French nobleman, diplomat, senator, photographer, painter (1793-1870)

Jean-Baptiste-Louis Gros (1793–1870), also known as Baron Gros, was a French diplomat and later senator, as well as a notable pioneer of photography.

==Life and career==
He entered the French diplomatic service in 1823 and was given the title of baron in 1829 during the Bourbon Restoration. He was dispatched to Bogotá (1838–1842) as chargé d'affaires during the Colombian Civil War, and later elsewhere in Latin America, before being recalled to Europe and then sent as Minister Plenipotentiary to Athens in 1850.

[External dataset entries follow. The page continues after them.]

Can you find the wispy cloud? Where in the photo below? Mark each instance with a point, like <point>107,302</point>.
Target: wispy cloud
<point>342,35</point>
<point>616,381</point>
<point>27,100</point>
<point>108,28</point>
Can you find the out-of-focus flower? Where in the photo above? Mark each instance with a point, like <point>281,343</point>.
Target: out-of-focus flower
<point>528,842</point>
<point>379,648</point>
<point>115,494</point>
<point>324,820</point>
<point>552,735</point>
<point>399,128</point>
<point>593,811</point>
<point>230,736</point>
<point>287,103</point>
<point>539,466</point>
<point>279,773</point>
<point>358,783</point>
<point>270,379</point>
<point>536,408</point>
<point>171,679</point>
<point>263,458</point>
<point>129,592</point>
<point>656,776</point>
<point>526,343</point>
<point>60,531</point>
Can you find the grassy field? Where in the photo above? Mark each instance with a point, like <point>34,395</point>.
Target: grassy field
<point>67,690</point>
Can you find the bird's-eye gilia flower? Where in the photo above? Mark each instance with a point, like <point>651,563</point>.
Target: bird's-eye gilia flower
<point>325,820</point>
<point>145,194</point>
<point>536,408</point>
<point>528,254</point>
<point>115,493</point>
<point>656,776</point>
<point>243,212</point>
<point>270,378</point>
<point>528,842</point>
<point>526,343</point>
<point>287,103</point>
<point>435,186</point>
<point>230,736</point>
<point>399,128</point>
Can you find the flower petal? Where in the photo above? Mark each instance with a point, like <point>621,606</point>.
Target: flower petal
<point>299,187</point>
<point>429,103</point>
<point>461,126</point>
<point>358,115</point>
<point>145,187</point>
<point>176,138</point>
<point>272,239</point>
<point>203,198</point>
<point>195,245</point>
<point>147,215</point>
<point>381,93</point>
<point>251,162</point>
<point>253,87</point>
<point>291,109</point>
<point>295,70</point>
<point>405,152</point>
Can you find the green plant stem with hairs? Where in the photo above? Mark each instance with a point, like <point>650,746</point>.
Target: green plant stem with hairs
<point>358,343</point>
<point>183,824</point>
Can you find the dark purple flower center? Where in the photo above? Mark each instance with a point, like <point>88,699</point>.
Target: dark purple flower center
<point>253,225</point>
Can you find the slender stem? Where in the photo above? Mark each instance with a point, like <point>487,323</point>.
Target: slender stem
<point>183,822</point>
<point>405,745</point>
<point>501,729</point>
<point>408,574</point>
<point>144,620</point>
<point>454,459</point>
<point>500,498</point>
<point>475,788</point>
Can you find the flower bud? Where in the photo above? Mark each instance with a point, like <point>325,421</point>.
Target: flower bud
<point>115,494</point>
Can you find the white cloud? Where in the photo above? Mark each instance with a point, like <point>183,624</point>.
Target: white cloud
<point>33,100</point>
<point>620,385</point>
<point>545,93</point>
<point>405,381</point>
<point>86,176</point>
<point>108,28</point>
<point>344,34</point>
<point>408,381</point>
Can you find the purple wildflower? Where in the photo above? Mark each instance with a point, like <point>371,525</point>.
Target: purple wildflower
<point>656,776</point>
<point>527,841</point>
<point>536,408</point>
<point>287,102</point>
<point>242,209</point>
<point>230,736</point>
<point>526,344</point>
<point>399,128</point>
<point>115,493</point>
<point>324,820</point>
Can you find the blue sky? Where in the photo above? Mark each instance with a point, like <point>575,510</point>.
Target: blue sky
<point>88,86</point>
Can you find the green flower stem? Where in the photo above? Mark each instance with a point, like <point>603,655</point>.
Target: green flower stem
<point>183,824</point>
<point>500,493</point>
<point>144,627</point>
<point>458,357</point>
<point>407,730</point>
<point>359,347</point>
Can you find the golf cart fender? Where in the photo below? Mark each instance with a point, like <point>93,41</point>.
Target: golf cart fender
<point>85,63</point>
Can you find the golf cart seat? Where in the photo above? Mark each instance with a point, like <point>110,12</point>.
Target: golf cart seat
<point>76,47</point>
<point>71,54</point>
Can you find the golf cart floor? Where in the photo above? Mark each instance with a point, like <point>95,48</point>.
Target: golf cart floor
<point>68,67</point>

He served as Ambassador to London (1852–1863), traveling extensively, including to China and Japan in 1857 and 1858. He was an ambassador during the Anglo-French expedition to China (1856-1860). On 9 October 1858, the Treaty of Amity and Commerce between France and Japan was concluded at Edo, to which he was a signatory; this treaty established diplomatic relations between the two imperial nations.

In September 1858, he was named to the French Senate, where he served until his death in 1870.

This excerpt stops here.